Heparinase I
Detailed Description
Catalyzed Reaction: Heparinase I cleaves selectively, via an elimination mechanism, highly sulfated polysaccharide chains containing 1-4 linkages between hexosamines and O-sulfated iduronic acid residues. The reaction yields oligosaccharide products (mainly disaccharides) containing unsaturated uronic acids which can be detected by UV spectroscopy at 232 nm. The enzyme also cleaves the antithrombin III binding pentasaccharide domain in the heparin molecule.
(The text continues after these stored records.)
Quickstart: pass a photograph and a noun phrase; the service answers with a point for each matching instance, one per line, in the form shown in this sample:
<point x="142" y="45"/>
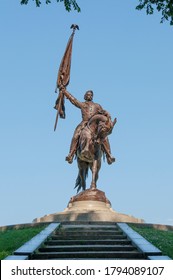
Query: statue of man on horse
<point x="88" y="110"/>
<point x="90" y="139"/>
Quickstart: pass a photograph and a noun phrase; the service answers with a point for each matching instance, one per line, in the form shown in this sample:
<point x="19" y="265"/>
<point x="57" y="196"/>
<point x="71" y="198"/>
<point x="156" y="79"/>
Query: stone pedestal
<point x="89" y="205"/>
Substrate Specificity: Heparin; heparan sulfate (a specific activity with heparin is approx. 3 times higher than with heparan sulfate).
Properties
Molecular weight: 42.8 kDa |
Isoelectric point: 9.3 - 9.5
pH optimum for activity: 7.4
pH range for activity: 4 - 9
Optimal temperature range: 20 ℃ – 37 ℃
Purity: ≥ 98 % by reversed-phase HPLC analysis
Protein impurities: < 0.1%
Specific Activity: > 400 IU/mg (max. 417 IU/mg)
Concentration: 10 IU/mL
Standard: 0.1 IU, 1.0 IU, or customized standard
Unit Definition: One international unit (IU) of heparinase I am defined as the amount of enzyme that will liberate 1.0 μmole unsaturated oligosaccharides from porcine mucosal heparin per minute at 35 ℃ and pH 7.0.
Stability: Expiration of heparinase I am 12 months from the manufacturing date, frozen at -20 ℃ in PBS.